Am intrigued and looking forward to the next leg of the journey

ErrolTheDragon · 23/04/2026 19:47

AngleofRepose · 23/04/2026 18:16

For anyone who might need cheering up:

Further to my cactus picture on the previous thread, I am pleased to announce that my cactus' companion has been cleaned for the first time in 30 years and she's looking spiffy!

She is called "Northern Red Salamander, circa 1995. Made in China."

But, for the Bluestocking, I'm going to call her Gekko.

ah, the buddy of the cactus.

ifIwerenotanandroid · 23/04/2026 19:55

ErrolTheDragon · 23/04/2026 19:47

ah, the buddy of the cactus.

Love the design of the coaster, too.

AngleofRepose · 23/04/2026 19:58

EmpressaurusKitty · 23/04/2026 19:03

Hello Gecko!

I don’t think the ferrets are going to need to reverse any time soon, given Kezia Dugdale’s performance.

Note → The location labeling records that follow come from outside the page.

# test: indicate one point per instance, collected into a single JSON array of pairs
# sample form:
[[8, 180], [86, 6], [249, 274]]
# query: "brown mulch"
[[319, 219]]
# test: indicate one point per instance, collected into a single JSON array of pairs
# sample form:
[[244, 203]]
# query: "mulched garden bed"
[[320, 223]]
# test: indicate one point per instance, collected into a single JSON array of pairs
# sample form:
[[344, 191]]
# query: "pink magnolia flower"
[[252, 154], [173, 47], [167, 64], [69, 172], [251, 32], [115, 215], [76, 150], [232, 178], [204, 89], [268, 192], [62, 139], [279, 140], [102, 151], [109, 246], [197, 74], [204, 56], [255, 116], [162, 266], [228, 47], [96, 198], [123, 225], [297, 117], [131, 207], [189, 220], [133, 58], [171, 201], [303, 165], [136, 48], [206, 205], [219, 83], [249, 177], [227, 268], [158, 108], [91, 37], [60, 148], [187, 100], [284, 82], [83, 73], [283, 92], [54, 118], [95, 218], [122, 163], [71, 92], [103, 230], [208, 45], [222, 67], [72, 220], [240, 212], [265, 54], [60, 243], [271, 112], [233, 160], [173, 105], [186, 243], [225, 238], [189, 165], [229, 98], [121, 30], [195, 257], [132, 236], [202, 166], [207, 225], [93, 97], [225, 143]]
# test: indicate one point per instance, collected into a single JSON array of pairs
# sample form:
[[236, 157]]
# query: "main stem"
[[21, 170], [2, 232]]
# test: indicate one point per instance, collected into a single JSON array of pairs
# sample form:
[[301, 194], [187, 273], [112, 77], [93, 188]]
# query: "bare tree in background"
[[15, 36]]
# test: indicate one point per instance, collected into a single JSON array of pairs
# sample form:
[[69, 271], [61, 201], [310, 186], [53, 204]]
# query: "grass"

Although there’s talk of boomerang ferrets on one of the threads now & I think they’d need crash helmets for that at least.

I think they are onto horseshoe ferrets now, or some such. Maybe we'll have a definitive term by the end of the day😄

AlexandraLeaving · 23/04/2026 19:59

💙to Edith x

AlexandraLeaving · 23/04/2026 20:00

And 💙also to NotAtMyAge - sorry, struggling to catch up with everyone's news.